Characteristics of effective CSE programmes

Research demonstrates that curriculum-based CSE contributes to:

  • delayed sexual initiation,
  • decreased frequency in sexual intercourse,
  • decreased number of sexual partners,
  • reduced risk-taking,
  • increased and more consistent condom use,
  • increased and more consistent use of contraceptive methods.

[Source: UNESCO. 2017. International technical guidance on sexuality education, p. 28.]

Sexuality education has more impact when school-based programmes are complemented with community elements, including condom distribution; providing training for health providers to deliver youth-friendly services; and involving parents and teachers (Chandra-Mouli et al., 2015; Fonner et al., 2014; UNESCO, 2015a). Multi-component programmes, especially those that link school-based sexuality education with non-school-based, youth-friendly health services, are particularly important for reaching marginalized young people, including those who are not in school (UNESCO, 2016c).

[Source: UNESCO. 2018. Review of the evidence on sexuality education. Report to inform the update of the UNESCO International Technical Guidance on Sexuality Education.]

Effective CSE programmes
  1. Involve experts in research on human sexuality, behaviour change and related pedagogical theory in the development of curricula. 
  2. Assess the reproductive health needs and behaviours of young people in order to inform the development of the logic model. 
  3. Use a logic model approach that specifies the health goals, the types of behaviour affecting those goals, the risk and protective factors affecting those types of behaviour, and activities to change those risk and protective factors. 
  4. Design activities that are sensitive to community values and consistent with available resources (e.g. staff time, staff skills, facility space and supplies). 
  5. Pilot test the programme and obtain on-going feedback from the learners about how the programme is meeting their needs. 
  6. Focus on clear goals in determining the curriculum content, approach and activities. These goals should include the prevention of HIV, other STIs and/or unintended pregnancy. 
  7. Focus narrowly on specific risky sexual and protective behaviours leading directly to these health goals. 
  8. Address specific situations that might lead to unwanted or unprotected sexual intercourse and how to avoid these and how to get out of them.
  9. Give clear message about behaviours to reduce risk of STIs or pregnancy.
  10. Focus on specific risk and protective factors that affect particular sexual behaviours and that are amenable to change by the curriculum-based programme (e.g. knowledge, values, social norms, attitudes and skills). 
  11. Employ participatory teaching methods that actively involve students and help them internalise and integrate information. 
  12. Implement multiple, educationally sound activities designed to change each of the targeted risk and protective factors. 
  13. Provide scientifically accurate information about the risks of having unprotected sexual intercourse and different methods of protection. 
  14. Address perceptions of risk (especially susceptibility). 
  15. Address personal values and perceptions of family and peer norms about engaging in sexual activity and/or having multiple partners. 
  16. Address individual attitudes and peer norms toward condoms and contraception
  17. Address both skills and self-efficacy to use those skills. 
  18. Cover topics in a logical sequence.

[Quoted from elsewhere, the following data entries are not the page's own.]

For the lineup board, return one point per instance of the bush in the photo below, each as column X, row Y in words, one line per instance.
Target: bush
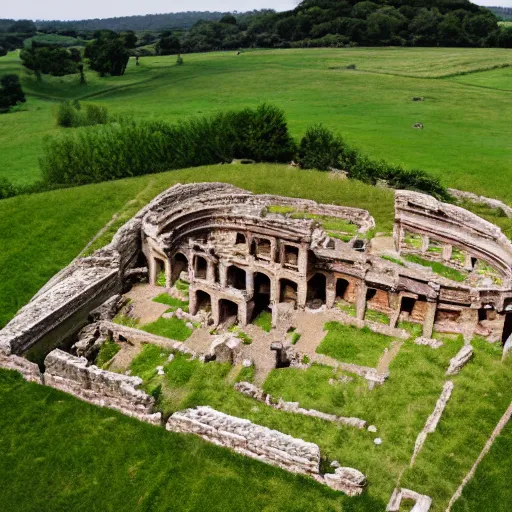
column 321, row 149
column 7, row 189
column 71, row 115
column 132, row 148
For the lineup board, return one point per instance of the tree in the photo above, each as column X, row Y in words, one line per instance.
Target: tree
column 108, row 54
column 168, row 45
column 23, row 27
column 51, row 60
column 11, row 92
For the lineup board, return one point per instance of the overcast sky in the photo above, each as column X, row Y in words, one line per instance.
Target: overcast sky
column 75, row 10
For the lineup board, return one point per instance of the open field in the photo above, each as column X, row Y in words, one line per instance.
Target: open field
column 73, row 456
column 371, row 106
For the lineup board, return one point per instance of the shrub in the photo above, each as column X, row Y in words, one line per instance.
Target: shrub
column 113, row 151
column 320, row 149
column 71, row 115
column 7, row 189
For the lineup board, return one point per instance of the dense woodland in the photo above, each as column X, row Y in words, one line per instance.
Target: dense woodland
column 313, row 23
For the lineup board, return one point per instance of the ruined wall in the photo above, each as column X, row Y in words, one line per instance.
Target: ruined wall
column 451, row 226
column 100, row 387
column 248, row 439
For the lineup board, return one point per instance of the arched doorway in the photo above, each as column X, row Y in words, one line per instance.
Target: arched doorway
column 236, row 277
column 288, row 292
column 316, row 290
column 179, row 264
column 262, row 293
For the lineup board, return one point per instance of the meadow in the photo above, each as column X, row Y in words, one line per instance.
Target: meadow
column 370, row 106
column 86, row 458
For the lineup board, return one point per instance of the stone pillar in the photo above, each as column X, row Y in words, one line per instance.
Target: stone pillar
column 249, row 283
column 467, row 261
column 152, row 269
column 215, row 311
column 430, row 316
column 330, row 291
column 168, row 273
column 447, row 252
column 302, row 261
column 302, row 291
column 361, row 300
column 223, row 275
column 210, row 272
column 192, row 302
column 424, row 243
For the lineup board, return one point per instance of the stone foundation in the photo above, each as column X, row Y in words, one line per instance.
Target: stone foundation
column 99, row 387
column 248, row 439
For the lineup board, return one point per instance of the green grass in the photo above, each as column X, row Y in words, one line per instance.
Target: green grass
column 371, row 106
column 39, row 238
column 107, row 351
column 438, row 268
column 173, row 302
column 264, row 321
column 59, row 453
column 352, row 345
column 173, row 328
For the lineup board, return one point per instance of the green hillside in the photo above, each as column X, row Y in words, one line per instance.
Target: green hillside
column 371, row 106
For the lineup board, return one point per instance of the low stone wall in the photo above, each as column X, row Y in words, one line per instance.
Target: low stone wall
column 116, row 331
column 248, row 439
column 107, row 389
column 30, row 371
column 256, row 393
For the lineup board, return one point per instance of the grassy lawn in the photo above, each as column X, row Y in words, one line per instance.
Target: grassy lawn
column 352, row 345
column 42, row 233
column 371, row 106
column 61, row 454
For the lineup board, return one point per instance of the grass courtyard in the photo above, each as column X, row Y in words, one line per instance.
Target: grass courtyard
column 73, row 456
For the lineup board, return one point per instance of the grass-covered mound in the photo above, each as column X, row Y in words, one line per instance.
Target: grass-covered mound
column 42, row 233
column 371, row 106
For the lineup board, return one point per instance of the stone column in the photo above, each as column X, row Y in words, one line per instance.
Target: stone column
column 361, row 300
column 447, row 252
column 330, row 291
column 215, row 311
column 192, row 302
column 302, row 291
column 430, row 316
column 249, row 283
column 302, row 261
column 210, row 272
column 223, row 275
column 424, row 243
column 168, row 273
column 467, row 261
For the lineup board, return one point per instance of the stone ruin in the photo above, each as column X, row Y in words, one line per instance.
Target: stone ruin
column 242, row 254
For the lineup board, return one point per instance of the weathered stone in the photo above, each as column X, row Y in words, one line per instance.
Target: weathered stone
column 248, row 439
column 348, row 480
column 100, row 387
column 430, row 342
column 460, row 360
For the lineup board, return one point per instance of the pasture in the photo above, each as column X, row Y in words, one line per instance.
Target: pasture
column 86, row 458
column 371, row 106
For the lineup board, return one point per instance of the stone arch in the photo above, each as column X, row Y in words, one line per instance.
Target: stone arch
column 317, row 286
column 262, row 293
column 179, row 264
column 341, row 288
column 228, row 312
column 200, row 267
column 288, row 291
column 236, row 277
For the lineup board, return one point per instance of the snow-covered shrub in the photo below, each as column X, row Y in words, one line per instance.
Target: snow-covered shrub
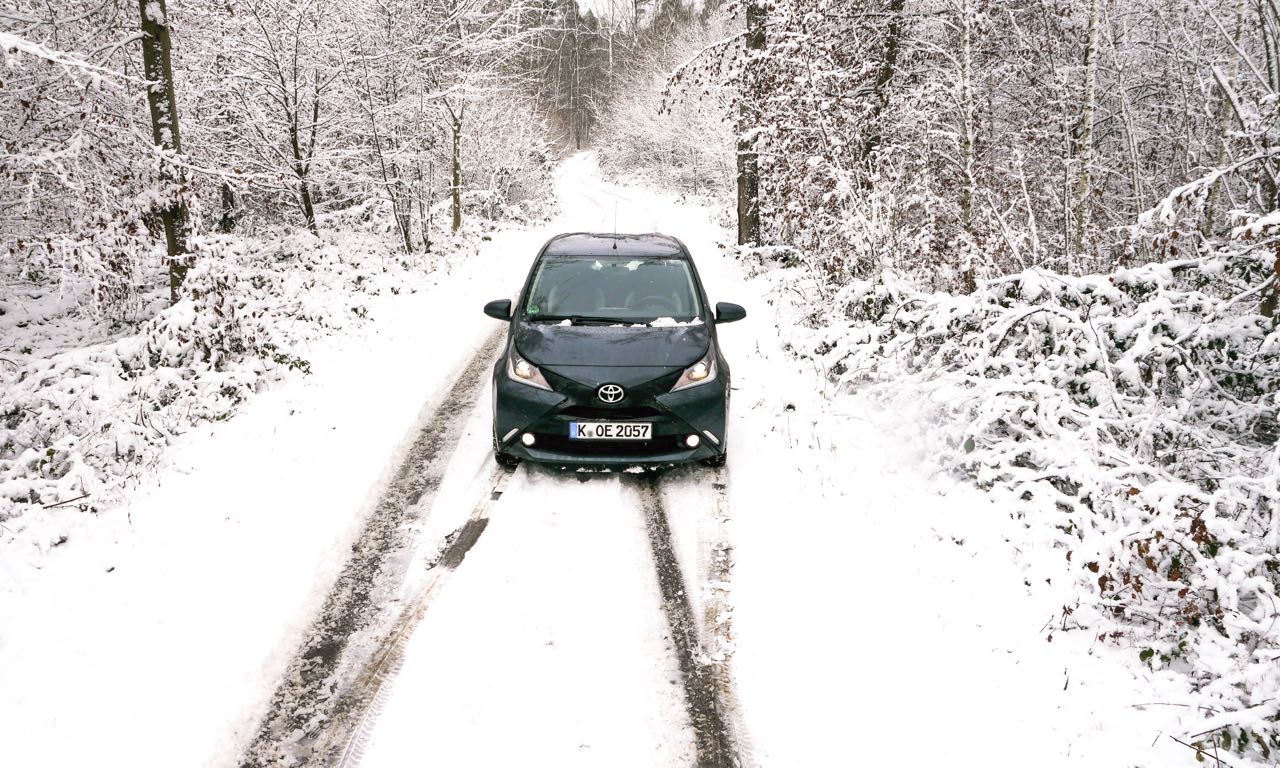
column 81, row 424
column 1132, row 420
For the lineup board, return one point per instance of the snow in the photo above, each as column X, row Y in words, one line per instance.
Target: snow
column 867, row 597
column 873, row 608
column 197, row 589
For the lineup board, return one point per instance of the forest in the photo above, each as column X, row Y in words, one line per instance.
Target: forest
column 1057, row 222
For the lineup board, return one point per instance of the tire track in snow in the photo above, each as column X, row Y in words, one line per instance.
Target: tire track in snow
column 705, row 682
column 371, row 690
column 318, row 693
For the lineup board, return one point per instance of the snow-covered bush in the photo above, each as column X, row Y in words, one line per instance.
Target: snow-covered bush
column 1130, row 419
column 81, row 424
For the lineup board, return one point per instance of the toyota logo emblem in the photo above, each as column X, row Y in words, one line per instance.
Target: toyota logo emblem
column 611, row 393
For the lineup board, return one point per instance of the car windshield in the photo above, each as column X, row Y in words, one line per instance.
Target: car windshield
column 612, row 289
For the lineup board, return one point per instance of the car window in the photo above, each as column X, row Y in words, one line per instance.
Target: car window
column 624, row 288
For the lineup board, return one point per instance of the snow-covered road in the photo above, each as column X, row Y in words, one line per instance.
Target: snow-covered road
column 846, row 607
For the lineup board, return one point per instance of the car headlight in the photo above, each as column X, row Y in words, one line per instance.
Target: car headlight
column 699, row 373
column 524, row 371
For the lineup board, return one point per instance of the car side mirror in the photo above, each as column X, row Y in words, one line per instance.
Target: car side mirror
column 498, row 310
column 728, row 312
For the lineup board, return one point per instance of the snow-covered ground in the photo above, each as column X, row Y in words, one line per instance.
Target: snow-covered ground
column 873, row 612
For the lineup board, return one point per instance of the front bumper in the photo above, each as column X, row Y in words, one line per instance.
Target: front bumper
column 520, row 408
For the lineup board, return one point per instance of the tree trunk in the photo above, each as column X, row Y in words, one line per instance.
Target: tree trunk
column 227, row 223
column 456, row 186
column 748, row 160
column 968, row 275
column 892, row 41
column 164, row 129
column 1087, row 108
column 1224, row 120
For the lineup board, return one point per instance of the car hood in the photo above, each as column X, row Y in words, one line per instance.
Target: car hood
column 679, row 346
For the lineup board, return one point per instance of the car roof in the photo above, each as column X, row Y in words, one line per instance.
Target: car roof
column 586, row 243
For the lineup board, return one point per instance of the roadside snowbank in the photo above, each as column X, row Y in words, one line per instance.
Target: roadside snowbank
column 154, row 634
column 1129, row 423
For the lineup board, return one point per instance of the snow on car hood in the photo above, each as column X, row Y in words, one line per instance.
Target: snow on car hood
column 675, row 346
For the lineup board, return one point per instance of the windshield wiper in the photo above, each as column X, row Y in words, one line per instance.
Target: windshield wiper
column 579, row 319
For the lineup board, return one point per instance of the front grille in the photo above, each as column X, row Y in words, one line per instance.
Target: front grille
column 612, row 414
column 658, row 444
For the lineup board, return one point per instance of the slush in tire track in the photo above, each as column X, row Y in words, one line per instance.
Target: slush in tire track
column 702, row 682
column 314, row 695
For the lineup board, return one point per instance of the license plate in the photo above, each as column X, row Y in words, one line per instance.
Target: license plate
column 609, row 430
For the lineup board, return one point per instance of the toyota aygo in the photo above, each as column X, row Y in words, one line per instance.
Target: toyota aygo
column 612, row 357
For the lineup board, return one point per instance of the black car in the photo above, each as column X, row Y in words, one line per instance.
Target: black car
column 611, row 357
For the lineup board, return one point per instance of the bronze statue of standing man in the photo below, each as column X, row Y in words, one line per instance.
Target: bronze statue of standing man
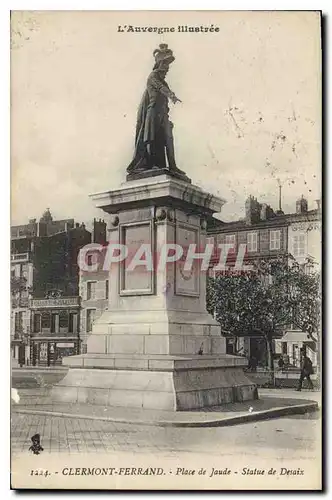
column 154, row 145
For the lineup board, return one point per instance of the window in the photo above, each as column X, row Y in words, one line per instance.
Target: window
column 252, row 242
column 230, row 240
column 45, row 321
column 90, row 317
column 275, row 240
column 298, row 245
column 18, row 322
column 72, row 323
column 53, row 322
column 91, row 290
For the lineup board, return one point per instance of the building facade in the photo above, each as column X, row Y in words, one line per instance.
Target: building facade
column 93, row 286
column 43, row 263
column 55, row 329
column 268, row 234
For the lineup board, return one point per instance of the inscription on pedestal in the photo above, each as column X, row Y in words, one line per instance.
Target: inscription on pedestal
column 187, row 281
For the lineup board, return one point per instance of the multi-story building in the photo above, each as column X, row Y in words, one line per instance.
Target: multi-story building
column 44, row 268
column 55, row 329
column 267, row 234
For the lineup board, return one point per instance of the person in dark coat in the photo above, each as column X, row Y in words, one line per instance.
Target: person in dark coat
column 154, row 130
column 306, row 370
column 36, row 447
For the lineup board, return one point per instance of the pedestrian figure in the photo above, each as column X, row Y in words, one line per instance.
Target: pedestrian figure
column 36, row 447
column 306, row 370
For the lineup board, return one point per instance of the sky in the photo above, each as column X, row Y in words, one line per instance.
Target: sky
column 250, row 115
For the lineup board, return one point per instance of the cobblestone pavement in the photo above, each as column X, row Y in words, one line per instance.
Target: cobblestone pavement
column 291, row 437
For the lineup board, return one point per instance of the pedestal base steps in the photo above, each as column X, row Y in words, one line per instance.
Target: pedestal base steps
column 162, row 382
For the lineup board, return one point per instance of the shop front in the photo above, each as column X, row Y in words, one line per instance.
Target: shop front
column 49, row 352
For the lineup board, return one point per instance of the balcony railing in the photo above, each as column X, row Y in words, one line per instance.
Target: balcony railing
column 20, row 302
column 20, row 257
column 55, row 302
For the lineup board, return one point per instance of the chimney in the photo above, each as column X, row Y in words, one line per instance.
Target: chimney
column 301, row 205
column 99, row 231
column 253, row 210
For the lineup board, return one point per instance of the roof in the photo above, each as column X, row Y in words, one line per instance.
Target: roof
column 216, row 226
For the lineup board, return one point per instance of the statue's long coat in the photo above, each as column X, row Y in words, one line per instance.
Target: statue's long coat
column 152, row 120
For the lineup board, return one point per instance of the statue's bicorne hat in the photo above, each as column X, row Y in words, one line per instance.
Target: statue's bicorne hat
column 163, row 55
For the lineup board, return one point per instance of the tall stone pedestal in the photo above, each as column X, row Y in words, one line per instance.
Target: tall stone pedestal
column 156, row 346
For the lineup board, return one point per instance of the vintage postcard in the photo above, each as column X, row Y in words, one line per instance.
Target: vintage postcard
column 166, row 250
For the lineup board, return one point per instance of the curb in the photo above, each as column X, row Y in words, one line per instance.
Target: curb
column 281, row 411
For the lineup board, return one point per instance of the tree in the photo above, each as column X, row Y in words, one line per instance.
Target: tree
column 18, row 284
column 266, row 301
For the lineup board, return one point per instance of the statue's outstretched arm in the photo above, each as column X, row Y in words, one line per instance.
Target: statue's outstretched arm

Levers of success include:

  • commitment to addressing both HIV and AIDS and sexuality education reflected in a favourable policy context;
  • tradition of addressing sexuality, however tentatively, within the education system;
  • preparatory sensitization for head teachers, teachers and community members;
  • partnerships (and formal mechanisms for these), for example, between education and health ministries and between state and civil society organizations;
  • organizations and groups that represent and contribute young peoples’ perspectives; 
  • collaborative processes of curriculum review;
  • civil society organizations willing to promote the cause of comprehensive sexuality education, even in the face of considerable opposition;
  • identification and active involvement of ‘allies’ among decision-makers; support for in-service training for teachers and for the dissemination of appropriate materials;
  • availability of appropriate technical support (such as from UN partners and international non- governmental bodies), for example in relation to: sensitization of decision-makers; promoting participatory learning methods by teachers; and engagement in international networks and meetings;
  • involvement of young people in sensitizing parents, teachers and decision-makers;
  • opportunities for decision-makers to participate in school-based sexuality education through observation and dialogue with teachers and students;
  • removal of specific barriers to comprehensive sexuality education, such as the withdrawal of  homophobic teaching material;
  • willingness to resort to international policy and legal bodies.